Griffin, 60, went on to say that her cancer is contained to her left lung, and her doctors are "very optimistic."
"Hopefully no chemo or radiation after this and I should have normal function with my breathing,” said Griffin. “I should be up and running around as usual in a month or less. It’s been a helluva 4 years, trying to get back to work, making you guys laugh and entertaining you, but I’m gonna be just fine.”
According to Dr. Lary Robinson, a thoracic surgeon at Moffitt Cancer Center, the number of never smokers who get lung cancer is increasing, especially in women. Statistics show 25% of women and 10% of men with lung cancer have never smoked.
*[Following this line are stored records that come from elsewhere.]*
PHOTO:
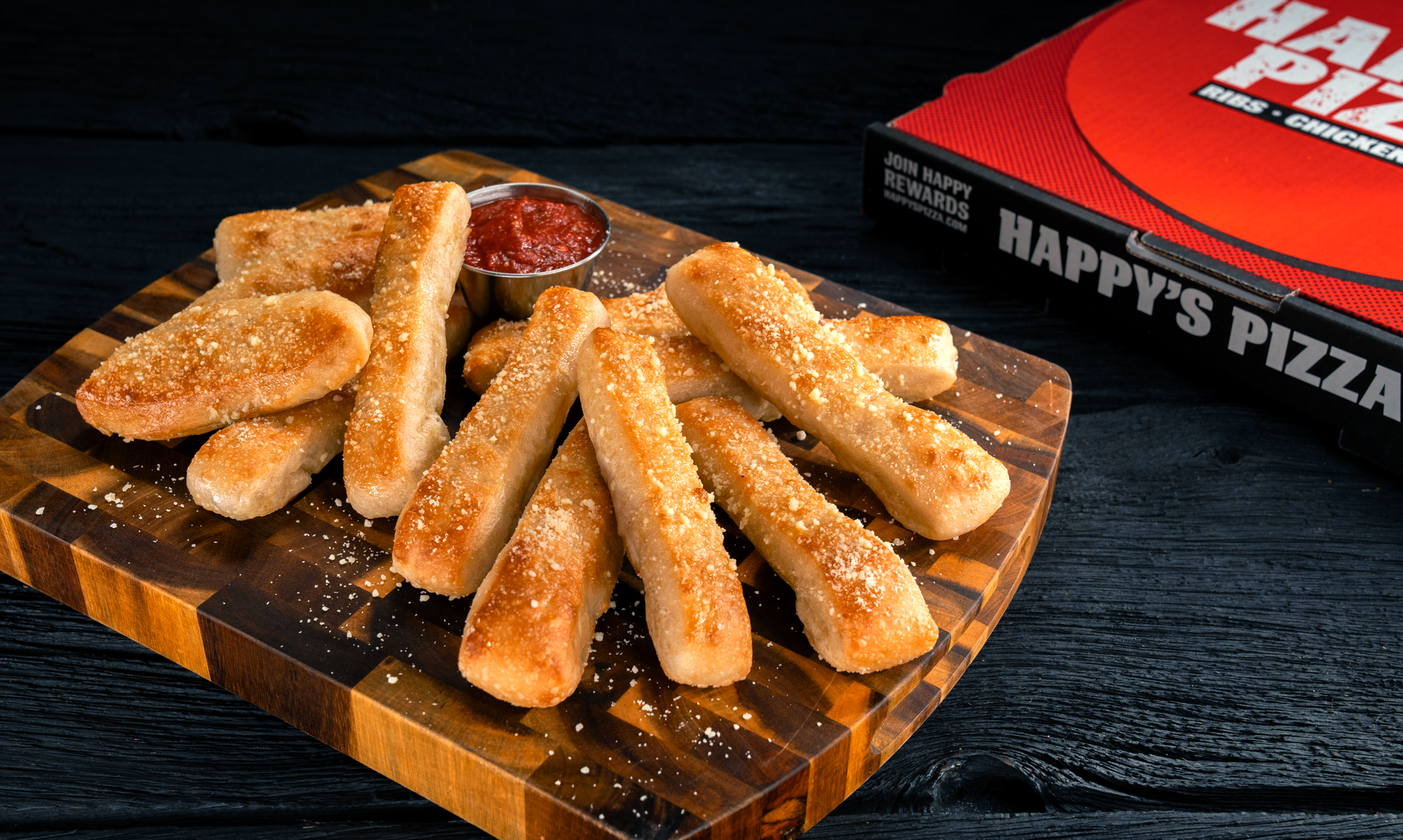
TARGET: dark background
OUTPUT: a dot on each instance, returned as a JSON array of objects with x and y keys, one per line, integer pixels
[{"x": 1206, "y": 646}]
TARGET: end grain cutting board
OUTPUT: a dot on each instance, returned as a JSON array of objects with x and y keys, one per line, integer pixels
[{"x": 299, "y": 613}]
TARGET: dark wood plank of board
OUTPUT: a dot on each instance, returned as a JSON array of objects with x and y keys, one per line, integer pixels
[{"x": 299, "y": 613}]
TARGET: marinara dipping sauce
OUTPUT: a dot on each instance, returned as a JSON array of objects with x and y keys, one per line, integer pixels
[{"x": 531, "y": 236}]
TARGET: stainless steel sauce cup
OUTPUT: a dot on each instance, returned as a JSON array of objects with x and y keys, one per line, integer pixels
[{"x": 515, "y": 294}]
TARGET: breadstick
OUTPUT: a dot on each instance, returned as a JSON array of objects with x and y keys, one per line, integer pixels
[
  {"x": 489, "y": 351},
  {"x": 210, "y": 365},
  {"x": 343, "y": 264},
  {"x": 860, "y": 606},
  {"x": 256, "y": 466},
  {"x": 689, "y": 367},
  {"x": 465, "y": 508},
  {"x": 396, "y": 431},
  {"x": 528, "y": 634},
  {"x": 334, "y": 254},
  {"x": 912, "y": 355},
  {"x": 696, "y": 611},
  {"x": 245, "y": 239},
  {"x": 692, "y": 370},
  {"x": 647, "y": 313},
  {"x": 932, "y": 477}
]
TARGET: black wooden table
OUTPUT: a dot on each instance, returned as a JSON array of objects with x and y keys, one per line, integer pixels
[{"x": 1207, "y": 643}]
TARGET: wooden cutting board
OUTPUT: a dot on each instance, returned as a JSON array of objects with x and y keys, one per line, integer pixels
[{"x": 298, "y": 612}]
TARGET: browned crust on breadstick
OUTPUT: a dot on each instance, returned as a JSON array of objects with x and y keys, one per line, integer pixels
[
  {"x": 212, "y": 365},
  {"x": 256, "y": 466},
  {"x": 689, "y": 367},
  {"x": 463, "y": 509},
  {"x": 245, "y": 239},
  {"x": 646, "y": 313},
  {"x": 489, "y": 351},
  {"x": 343, "y": 264},
  {"x": 692, "y": 370},
  {"x": 912, "y": 355},
  {"x": 649, "y": 313},
  {"x": 696, "y": 611},
  {"x": 528, "y": 634},
  {"x": 860, "y": 606},
  {"x": 396, "y": 431},
  {"x": 930, "y": 476}
]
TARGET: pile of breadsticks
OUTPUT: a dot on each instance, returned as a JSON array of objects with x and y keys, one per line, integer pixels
[{"x": 333, "y": 330}]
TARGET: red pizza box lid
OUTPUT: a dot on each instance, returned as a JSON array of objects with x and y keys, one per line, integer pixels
[{"x": 1263, "y": 134}]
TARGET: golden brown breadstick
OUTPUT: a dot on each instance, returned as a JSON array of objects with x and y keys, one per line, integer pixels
[
  {"x": 528, "y": 634},
  {"x": 245, "y": 239},
  {"x": 696, "y": 611},
  {"x": 932, "y": 477},
  {"x": 689, "y": 367},
  {"x": 647, "y": 313},
  {"x": 334, "y": 254},
  {"x": 343, "y": 264},
  {"x": 396, "y": 431},
  {"x": 489, "y": 351},
  {"x": 692, "y": 370},
  {"x": 256, "y": 466},
  {"x": 912, "y": 355},
  {"x": 212, "y": 365},
  {"x": 465, "y": 508},
  {"x": 862, "y": 609}
]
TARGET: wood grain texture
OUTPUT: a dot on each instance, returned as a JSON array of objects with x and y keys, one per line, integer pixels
[
  {"x": 299, "y": 613},
  {"x": 1160, "y": 472}
]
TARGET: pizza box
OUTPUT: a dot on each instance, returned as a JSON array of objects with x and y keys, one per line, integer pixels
[{"x": 1217, "y": 180}]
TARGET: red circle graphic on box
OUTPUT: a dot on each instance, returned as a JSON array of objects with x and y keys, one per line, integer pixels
[{"x": 1134, "y": 90}]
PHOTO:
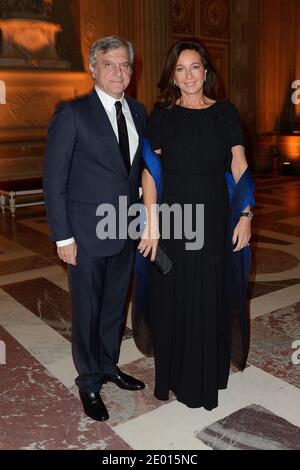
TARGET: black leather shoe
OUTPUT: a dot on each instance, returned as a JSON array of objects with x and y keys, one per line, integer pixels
[
  {"x": 93, "y": 406},
  {"x": 123, "y": 381}
]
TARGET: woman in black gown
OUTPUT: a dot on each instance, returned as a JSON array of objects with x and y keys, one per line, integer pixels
[{"x": 198, "y": 139}]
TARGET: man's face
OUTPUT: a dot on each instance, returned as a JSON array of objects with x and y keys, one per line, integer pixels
[{"x": 113, "y": 71}]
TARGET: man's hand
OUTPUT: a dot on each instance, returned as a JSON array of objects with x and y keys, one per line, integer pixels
[{"x": 68, "y": 253}]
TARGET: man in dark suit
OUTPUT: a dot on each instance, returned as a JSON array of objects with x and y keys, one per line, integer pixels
[{"x": 93, "y": 158}]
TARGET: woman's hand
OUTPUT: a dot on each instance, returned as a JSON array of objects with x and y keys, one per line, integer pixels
[
  {"x": 149, "y": 239},
  {"x": 242, "y": 233}
]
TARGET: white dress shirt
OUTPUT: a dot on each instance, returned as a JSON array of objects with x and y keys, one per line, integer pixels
[{"x": 109, "y": 106}]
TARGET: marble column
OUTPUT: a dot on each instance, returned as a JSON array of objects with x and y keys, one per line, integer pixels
[
  {"x": 97, "y": 19},
  {"x": 151, "y": 42}
]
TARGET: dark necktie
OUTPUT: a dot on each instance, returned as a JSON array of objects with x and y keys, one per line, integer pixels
[{"x": 123, "y": 135}]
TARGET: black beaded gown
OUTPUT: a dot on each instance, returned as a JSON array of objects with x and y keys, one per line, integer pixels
[{"x": 190, "y": 308}]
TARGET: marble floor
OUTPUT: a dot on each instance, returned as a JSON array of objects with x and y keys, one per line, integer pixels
[{"x": 40, "y": 408}]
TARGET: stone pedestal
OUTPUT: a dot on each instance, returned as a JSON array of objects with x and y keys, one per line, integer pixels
[{"x": 30, "y": 99}]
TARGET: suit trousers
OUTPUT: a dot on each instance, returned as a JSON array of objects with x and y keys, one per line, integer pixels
[{"x": 99, "y": 288}]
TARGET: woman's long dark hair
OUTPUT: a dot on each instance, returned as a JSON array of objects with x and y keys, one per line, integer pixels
[{"x": 170, "y": 93}]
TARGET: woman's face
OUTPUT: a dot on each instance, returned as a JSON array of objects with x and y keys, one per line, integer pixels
[{"x": 189, "y": 72}]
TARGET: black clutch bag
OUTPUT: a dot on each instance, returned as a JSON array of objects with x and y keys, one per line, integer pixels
[{"x": 163, "y": 262}]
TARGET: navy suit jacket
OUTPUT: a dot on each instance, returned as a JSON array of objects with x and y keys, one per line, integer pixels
[{"x": 84, "y": 168}]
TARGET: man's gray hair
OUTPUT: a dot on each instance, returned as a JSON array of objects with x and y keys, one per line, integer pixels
[{"x": 109, "y": 43}]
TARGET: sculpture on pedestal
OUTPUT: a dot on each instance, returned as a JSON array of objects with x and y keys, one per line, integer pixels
[
  {"x": 40, "y": 9},
  {"x": 29, "y": 35}
]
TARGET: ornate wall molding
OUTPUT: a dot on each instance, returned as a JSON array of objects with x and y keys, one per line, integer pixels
[
  {"x": 215, "y": 18},
  {"x": 183, "y": 16}
]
“Lung cancer is the most frequently diagnosed cancer worldwide, with over 2.2 million new cases each year,” said Robinson. “The never smoking women with lung cancer is a very distinct group and unlike Ms. Griffin, most are found with late stage disease. The average age of diagnosis tends to be younger than that of smokers and former smokers.”
According to the American Cancer Society, more than 235,000 Americans will be diagnosed with lung cancer this year and 131,000 will succumb to the disease. Only 17% of lung cancers are diagnosed at a potentially curable and localized stage 1, which carries a 5-year survival of 68-92%. That decreases to 53% with stage 2 disease and 26-36% in stage 3. The 5-year survival rate is less than 6% with stage 4 disease.
Lung cancer is notoriously difficult to detect, mainly because the condition often does not produce noticeable symptoms until it reaches an advanced stage. While lung cancer may still be the deadliest form of cancer, mortality rates have actually declined in recent years according to a report from the American Cancer Society.
Research and Never Smokers
As clinical observations suggest the number of lung cancers diagnosed among never smokers is increasing, it also remains understudied. Robinson is hoping to buck that trend by starting an observational study looking a potential risk factors for cancer in women who are never smokers with lung cancer.
Diet has been a suspected risk factor, with several studies finding a significantly reduced risk among patients who stick to a healthy diet high in fruits and vegetables and lowfat foods while reducing meat consumption.
According to Robinson, a whole food, plant-based diet is known to have anti-inflammatory potential and is associated with favorable bacteria in the intestine. Changing to a plant-based diet is strongly associated with a decreased risk of a variety of cancers including lung, as well as a decreased chance of developing cardiovascular disease, hypertension, stroke and dementia.